It wasn’t that he was not lovely, for he was, handsome, tall, slender, and muscular as most sidhe warriors were, but the air of sorrow that clung to him made my heart ache. He’d been a minor noble at the Unseelie Court His hair was straight and raven black like Cathbodua’s or even Queen Andais herself. His skin as pale as mine, or Frost’s. His eyes were still circles of red, red-orange, and finally true orange, like a fire banked down in his eyes. Andais had quieted that fire in him by the torture she’d done to him, the night her son died and we fled faerie.
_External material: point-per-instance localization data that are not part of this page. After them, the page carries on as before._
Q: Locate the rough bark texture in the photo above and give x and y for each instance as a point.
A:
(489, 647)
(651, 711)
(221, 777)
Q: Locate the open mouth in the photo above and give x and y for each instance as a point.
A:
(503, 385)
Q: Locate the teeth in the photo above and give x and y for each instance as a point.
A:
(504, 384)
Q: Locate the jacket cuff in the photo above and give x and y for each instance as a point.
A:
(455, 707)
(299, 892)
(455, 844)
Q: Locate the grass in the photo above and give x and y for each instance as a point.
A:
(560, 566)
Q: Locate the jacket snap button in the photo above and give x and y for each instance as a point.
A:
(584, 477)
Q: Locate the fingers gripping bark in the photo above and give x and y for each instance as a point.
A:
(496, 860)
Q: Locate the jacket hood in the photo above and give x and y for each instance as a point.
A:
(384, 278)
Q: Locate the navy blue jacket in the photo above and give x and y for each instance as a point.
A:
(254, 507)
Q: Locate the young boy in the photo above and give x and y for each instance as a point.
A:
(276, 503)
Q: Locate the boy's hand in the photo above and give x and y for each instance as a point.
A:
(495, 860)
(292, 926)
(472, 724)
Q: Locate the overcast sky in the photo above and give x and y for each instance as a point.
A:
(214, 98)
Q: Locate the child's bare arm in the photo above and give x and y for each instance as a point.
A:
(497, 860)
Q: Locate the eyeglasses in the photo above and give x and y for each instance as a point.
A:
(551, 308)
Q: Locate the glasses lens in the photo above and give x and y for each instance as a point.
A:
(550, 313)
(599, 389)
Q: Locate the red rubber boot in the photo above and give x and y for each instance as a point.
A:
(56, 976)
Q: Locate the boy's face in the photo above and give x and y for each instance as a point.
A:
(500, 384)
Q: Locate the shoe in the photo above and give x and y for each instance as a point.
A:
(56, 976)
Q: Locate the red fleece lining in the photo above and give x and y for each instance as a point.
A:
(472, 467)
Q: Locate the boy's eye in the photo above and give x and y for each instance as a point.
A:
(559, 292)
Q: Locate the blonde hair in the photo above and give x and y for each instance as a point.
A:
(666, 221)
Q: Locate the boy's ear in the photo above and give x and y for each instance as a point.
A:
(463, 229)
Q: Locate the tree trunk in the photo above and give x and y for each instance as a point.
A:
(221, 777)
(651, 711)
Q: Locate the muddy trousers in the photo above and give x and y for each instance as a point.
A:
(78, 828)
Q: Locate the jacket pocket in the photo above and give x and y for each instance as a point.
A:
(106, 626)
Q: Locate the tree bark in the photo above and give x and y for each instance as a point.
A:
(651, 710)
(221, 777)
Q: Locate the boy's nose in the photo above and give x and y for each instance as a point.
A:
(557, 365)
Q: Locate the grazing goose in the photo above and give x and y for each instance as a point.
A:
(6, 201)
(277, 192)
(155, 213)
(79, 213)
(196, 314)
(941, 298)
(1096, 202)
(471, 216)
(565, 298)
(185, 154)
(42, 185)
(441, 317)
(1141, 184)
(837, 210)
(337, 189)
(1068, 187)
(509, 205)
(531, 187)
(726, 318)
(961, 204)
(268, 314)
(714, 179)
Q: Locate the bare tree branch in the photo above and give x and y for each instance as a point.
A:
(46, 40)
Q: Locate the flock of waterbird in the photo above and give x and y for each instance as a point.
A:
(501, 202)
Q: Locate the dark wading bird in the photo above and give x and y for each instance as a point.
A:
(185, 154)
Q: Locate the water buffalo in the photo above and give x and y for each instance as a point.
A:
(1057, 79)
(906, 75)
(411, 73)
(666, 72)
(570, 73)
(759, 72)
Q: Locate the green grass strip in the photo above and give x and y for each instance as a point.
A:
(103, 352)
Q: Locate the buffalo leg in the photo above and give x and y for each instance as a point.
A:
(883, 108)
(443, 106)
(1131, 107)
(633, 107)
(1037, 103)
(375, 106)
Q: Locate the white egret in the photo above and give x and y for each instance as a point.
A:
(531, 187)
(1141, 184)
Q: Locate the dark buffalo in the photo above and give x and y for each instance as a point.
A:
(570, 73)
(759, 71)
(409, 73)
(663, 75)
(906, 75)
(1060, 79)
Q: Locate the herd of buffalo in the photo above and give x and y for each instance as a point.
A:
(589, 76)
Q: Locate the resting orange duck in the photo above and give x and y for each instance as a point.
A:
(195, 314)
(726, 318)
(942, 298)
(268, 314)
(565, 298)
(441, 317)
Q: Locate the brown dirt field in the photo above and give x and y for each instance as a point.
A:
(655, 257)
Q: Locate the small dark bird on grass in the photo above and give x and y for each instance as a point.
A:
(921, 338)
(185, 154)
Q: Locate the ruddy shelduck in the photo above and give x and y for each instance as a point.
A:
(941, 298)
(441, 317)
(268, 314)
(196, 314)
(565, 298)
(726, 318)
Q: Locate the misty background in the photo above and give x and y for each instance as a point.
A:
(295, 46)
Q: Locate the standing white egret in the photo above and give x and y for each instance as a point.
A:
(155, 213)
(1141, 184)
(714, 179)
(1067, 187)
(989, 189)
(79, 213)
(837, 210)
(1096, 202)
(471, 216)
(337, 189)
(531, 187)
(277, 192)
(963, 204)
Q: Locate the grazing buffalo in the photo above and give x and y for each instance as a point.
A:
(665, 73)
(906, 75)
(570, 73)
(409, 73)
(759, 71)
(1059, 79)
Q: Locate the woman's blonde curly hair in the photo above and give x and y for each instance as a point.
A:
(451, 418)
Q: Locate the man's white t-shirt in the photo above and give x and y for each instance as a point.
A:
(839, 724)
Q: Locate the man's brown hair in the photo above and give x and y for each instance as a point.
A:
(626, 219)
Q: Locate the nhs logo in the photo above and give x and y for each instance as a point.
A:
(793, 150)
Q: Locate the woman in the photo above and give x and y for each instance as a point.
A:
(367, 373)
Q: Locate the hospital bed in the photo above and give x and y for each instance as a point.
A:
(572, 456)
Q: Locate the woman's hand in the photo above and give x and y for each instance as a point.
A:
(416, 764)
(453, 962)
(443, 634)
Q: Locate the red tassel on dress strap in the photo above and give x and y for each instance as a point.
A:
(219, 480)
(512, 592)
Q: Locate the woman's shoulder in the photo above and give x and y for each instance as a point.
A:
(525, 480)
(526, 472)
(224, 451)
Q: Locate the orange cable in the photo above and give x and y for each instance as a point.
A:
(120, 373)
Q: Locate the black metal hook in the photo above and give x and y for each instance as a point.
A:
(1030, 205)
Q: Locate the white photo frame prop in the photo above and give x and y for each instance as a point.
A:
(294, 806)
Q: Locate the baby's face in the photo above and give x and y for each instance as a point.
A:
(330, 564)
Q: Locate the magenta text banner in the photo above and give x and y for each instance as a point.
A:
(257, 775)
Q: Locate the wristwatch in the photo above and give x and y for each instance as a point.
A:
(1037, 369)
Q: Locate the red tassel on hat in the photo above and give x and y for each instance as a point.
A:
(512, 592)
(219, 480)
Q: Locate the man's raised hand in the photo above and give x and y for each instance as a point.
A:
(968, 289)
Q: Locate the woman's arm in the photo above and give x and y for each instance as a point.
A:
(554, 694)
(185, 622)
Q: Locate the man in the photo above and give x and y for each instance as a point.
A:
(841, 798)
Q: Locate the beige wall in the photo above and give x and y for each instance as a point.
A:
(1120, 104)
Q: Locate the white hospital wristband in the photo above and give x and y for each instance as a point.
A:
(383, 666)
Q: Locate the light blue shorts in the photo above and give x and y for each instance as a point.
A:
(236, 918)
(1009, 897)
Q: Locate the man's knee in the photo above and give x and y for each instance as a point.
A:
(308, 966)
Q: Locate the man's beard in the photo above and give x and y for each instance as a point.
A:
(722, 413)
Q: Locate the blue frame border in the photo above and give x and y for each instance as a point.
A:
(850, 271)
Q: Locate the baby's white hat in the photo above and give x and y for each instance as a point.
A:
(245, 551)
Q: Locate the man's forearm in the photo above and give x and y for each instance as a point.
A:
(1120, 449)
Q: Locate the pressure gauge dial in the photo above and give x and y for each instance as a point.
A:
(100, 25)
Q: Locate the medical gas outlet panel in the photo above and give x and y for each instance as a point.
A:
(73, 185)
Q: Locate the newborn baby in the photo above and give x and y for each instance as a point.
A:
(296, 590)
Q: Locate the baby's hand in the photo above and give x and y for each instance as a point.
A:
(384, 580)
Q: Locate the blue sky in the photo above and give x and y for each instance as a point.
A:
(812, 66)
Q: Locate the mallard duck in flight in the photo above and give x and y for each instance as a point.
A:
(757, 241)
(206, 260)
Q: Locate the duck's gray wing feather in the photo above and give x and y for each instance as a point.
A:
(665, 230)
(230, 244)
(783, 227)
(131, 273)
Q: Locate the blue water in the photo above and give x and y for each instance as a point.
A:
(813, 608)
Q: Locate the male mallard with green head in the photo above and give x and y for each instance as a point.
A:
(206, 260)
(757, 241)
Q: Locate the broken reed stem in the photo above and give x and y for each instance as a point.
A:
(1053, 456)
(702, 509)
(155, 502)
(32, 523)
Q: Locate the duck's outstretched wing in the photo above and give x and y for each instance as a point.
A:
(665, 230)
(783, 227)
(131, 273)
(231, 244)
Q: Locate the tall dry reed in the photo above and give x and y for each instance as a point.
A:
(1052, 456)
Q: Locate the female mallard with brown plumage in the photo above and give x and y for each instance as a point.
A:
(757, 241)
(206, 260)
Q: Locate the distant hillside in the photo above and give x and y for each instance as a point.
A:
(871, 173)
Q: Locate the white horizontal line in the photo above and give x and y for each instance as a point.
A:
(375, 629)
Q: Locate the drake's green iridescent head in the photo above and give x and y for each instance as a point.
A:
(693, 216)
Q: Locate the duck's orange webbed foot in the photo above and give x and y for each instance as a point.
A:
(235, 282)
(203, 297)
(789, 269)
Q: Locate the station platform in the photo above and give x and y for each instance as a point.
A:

Caswyn had been brought to us by a cloaked woman who told us only that Caswyn’s mind would not survive any more of the Queen’s Mercy. I wasn’t entirely certain his mind wasn’t already broken beyond repair. But since Caswyn had been the whipping boy for Andais’s anger at us we took him in. His body had healed because he was sidhe, but his mind and heart were more fragile things.

He came down the hallway like a raven-haired ghost in an oversized white dress shirt untucked and billowing over a pair of cream dress slacks. The clothes were borrowed, but surely Frost’s shirt had fit him better last week? Was he still not eating?

He came straight for me as if Rhys wasn’t holding me. Rhys moved aside so that I could embrace Caswyn. He wrapped himself around me with a sigh that was almost a sob. I held him and let the fierceness of his grip envelop me. He’d been clingy and overly emotional since he had been rescued from the queen’s bloody bed. She’d tortured him to punish me in a way, and because my lovers had been out of reach. She’d picked him at random. He’d never been anything to me, not friend or enemy. Caswyn had been as neutral as the courts allowed and centuries of diplomacy had crashed against Andais’s madness. The cloaked noblewoman had said, “The queen asked him to bed her and as he was not one of her guards to be ordered so, he politely refused.” Caswyn had been one rejection too many for her sanity. She’d turned him into a red ruin on her sheets and made certain to show it to me with a spell that turned a mirror into a video phone better than anything human technology had yet created. When I’d first seen him, he’d been so unrecognizable that I thought he was someone I cared for.

When she told me who it was I’d been puzzled. He was nothing to me. I could still hear Andais’s voice, “Then you don’t care what I do to him?”

I didn’t know how to answer that, but finally I’d said, “He is a noble of the Unseelie Court and deserves protection from its queen.”

“You refused the crown, Meredith, and this queen says he deserves nothing for his years of hiding. He’s no one’s enemy and no one’s friend. I always hated that about him.” She’d grabbed his hair and made him beg while we watched.

“I will distroy him.”

“Why?” I’d asked.

“Because I can.”

I’d told him to come to us if ever he could. Days later, with the help of a sidhe who wanted no one to know her identity, he had come. I could not take responsibility for my aunt’s deeds. It was her evil and I was just an excuse for her to let out all her demons at once. I think and Doyle agreed, Andais was trying to force the nobles to assassinate her. It was a queen’s version of “Suicide by cop.”

Moments like that weren’t uncommon for Queen Andais, my aunt, and that was one of the reasons that so many of the guards had agreed to exile rather than stay with her once they had a choice. Most of them liked a little tie-me-up-tie-me-down, but there was a line that few would cross willingly, and Andais wasn’t a dominant in the sense of modern bondage and submission. She was a dominant in the old sense of might makes right, and being absolute ruler meant absolutely that. The old adage “Power corrupts and absolute power corrupts absolutely” applied to both of my royal relatives on both thrones. What I hadn’t foreseen was her idea of pain and sex spreading to outside her personal guard, or that the nobles would keep taking the abuse. Why hadn’t someone tried to kill her by now? Why didn’t they fight back?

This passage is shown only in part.